In 1964, the Supreme Court ruled that the county had a legal duty to operate public, integrated schools, and ordered the county to levy taxes for that purposes. Even a few liberals worried that this was a usurpation of legislative, tax-raising power by the judiciary, but as was the case with Brown, principles could be sacrificed in the name of integration. This was a crucial decision because other districts would surely have followed Prince Edward’s example if the Court had not acted.

Many integrationists were convinced that once black and white children got to know each other they would fall into each others’ arms. Prof. Wolters reports that most studies found that the races seldom mixed and that children of neither race thought better of the other after integration. However, one psychologist, Walter G. Stephan, concluded that after integration black students’ views of whites improved while white students soured on blacks. What Prof. Stephan probably found was that students discovered that media portrayals are wrong: Whites are not inveterate “racists,” and blacks are not simply white people who happen to have black skin.

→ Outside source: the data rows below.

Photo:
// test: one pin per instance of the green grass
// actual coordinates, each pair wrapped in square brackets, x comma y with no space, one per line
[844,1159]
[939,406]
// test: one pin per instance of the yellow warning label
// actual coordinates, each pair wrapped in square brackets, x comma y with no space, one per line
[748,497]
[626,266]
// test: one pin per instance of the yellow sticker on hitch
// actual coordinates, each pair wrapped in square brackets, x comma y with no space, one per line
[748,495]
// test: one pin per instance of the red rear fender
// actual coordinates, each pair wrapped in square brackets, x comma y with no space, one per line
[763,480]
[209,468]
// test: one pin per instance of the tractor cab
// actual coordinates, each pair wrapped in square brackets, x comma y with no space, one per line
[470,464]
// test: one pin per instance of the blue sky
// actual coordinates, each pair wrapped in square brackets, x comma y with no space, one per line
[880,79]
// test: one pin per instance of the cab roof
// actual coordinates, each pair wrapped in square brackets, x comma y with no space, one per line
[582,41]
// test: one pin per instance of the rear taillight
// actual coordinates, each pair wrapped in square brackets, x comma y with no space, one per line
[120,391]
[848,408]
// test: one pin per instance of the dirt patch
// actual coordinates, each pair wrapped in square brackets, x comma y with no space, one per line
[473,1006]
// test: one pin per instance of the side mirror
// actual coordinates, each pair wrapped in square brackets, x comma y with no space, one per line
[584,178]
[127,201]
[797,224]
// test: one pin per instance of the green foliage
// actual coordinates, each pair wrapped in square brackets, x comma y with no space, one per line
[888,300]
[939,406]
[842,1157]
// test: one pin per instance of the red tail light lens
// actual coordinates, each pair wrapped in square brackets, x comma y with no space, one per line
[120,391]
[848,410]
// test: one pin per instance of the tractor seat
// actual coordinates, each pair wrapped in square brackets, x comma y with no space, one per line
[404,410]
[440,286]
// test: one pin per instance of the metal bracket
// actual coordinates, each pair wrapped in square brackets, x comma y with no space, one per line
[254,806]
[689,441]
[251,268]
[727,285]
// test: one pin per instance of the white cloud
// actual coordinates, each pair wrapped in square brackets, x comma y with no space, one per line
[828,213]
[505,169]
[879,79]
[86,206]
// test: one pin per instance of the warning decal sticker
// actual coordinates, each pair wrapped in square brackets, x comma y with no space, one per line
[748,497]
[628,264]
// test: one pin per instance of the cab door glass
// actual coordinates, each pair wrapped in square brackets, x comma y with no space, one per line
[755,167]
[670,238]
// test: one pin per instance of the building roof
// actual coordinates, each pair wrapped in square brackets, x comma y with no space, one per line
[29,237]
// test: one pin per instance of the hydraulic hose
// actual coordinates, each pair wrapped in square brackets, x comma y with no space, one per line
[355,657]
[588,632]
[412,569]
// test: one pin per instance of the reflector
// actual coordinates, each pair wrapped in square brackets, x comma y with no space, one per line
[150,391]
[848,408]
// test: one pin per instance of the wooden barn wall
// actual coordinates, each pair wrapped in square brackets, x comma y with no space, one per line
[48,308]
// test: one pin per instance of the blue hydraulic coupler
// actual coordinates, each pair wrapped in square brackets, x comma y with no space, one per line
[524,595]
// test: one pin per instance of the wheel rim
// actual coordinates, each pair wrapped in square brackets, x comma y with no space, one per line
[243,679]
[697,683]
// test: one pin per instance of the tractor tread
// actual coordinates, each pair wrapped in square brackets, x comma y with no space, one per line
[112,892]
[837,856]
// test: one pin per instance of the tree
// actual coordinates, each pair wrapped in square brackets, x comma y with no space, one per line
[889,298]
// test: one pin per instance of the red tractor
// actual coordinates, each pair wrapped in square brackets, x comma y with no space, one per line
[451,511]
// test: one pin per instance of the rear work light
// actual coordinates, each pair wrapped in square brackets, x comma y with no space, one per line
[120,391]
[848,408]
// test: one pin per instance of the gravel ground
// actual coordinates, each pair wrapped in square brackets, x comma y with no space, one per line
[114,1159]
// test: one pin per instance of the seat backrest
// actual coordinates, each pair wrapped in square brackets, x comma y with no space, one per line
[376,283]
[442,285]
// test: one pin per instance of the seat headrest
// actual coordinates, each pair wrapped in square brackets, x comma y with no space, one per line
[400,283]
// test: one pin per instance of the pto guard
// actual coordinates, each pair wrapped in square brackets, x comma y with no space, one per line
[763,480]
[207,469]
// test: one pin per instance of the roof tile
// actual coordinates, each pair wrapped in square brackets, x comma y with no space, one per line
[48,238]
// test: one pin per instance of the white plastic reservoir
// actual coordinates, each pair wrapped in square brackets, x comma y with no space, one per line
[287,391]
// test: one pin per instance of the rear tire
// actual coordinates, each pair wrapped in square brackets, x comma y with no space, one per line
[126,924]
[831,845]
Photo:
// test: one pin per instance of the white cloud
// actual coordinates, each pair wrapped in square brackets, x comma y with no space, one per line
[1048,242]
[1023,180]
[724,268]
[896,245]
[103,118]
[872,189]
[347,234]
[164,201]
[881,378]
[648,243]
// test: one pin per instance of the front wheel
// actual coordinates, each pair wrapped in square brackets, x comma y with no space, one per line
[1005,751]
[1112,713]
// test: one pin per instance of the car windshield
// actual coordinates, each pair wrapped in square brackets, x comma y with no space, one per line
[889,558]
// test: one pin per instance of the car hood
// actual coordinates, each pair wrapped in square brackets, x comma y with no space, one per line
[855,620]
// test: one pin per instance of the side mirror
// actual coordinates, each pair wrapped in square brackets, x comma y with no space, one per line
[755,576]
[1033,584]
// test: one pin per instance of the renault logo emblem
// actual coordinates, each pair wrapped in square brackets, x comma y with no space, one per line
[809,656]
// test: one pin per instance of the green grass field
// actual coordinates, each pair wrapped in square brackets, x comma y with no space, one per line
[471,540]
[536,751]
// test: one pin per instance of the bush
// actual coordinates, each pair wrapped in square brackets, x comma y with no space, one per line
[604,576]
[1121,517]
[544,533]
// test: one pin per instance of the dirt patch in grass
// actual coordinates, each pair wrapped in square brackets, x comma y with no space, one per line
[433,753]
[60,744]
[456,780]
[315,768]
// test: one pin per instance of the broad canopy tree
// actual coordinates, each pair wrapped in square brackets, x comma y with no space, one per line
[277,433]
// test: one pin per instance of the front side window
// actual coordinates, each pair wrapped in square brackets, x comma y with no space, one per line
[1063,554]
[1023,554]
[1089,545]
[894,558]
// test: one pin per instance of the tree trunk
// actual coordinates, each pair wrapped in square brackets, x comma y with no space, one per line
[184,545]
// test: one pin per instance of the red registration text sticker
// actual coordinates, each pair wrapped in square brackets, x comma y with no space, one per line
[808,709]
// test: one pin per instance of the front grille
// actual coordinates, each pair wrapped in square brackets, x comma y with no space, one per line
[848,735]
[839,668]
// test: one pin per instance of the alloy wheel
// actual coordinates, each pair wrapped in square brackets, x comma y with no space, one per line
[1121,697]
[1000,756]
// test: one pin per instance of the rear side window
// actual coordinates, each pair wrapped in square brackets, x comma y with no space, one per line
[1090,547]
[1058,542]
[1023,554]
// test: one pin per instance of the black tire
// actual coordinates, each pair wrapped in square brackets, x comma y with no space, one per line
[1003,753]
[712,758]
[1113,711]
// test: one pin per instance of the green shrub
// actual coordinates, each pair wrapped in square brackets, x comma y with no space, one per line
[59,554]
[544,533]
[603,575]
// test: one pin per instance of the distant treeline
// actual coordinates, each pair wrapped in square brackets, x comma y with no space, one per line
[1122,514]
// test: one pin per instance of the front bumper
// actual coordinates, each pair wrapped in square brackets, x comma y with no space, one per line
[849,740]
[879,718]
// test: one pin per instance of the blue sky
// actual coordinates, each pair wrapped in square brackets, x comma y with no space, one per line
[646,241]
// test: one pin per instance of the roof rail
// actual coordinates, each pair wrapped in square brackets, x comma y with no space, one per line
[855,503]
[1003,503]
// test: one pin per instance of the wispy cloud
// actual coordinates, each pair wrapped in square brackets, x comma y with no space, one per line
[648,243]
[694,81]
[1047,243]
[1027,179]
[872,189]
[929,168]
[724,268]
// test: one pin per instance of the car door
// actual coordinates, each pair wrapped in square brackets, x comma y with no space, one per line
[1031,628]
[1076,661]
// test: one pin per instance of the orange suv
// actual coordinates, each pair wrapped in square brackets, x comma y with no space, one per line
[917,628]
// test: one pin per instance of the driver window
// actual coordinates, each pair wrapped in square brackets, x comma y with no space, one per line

Today, how are we to view the tortured history of court-imposed school integration? Despite the failure of integration to achieve any of its goals, Prof. Wolters finds that it is now almost obligatory to criticize Brown because it required only desegregation and not integration. Furthermore, the decision is now hailed because it ignored the Constitution. As historian David Garrow wrote in 1997, the decision freed the Court from “the Constitution’s historical limitations.”

This is another way of saying we really do not have a Constitution. If judges can free it from its “historical limitations” they can make it say anything they like. After all, for 150 years, the Constitution permitted assignment of students by race, but it must have amended itself because it suddenly stopped permitting it in 1954. Just 14 years later, the Green Court discovered that the Constitution had amended itself again to require assignment by race, so long as the purpose was to mix the races. During the 1990s, the Constitution amended itself several more times, gradually working its way back to towards its 1954 condition. We are clearly not a nation of laws but a nation of judges, who rule us according to their fancy.

In Race and Education Prof. Wolters writes that we can expect a companion volume on the changing fashions of educational reform that have swept American schools. He appears to suspect that many doubtful theories arose because traditional approaches managed neither to raise blacks to white levels of achievement nor make children oblivious to race. If he dissects fads in education as remorselessly as he dissects fads in integration, we can look forward to a formidable work of scholarship.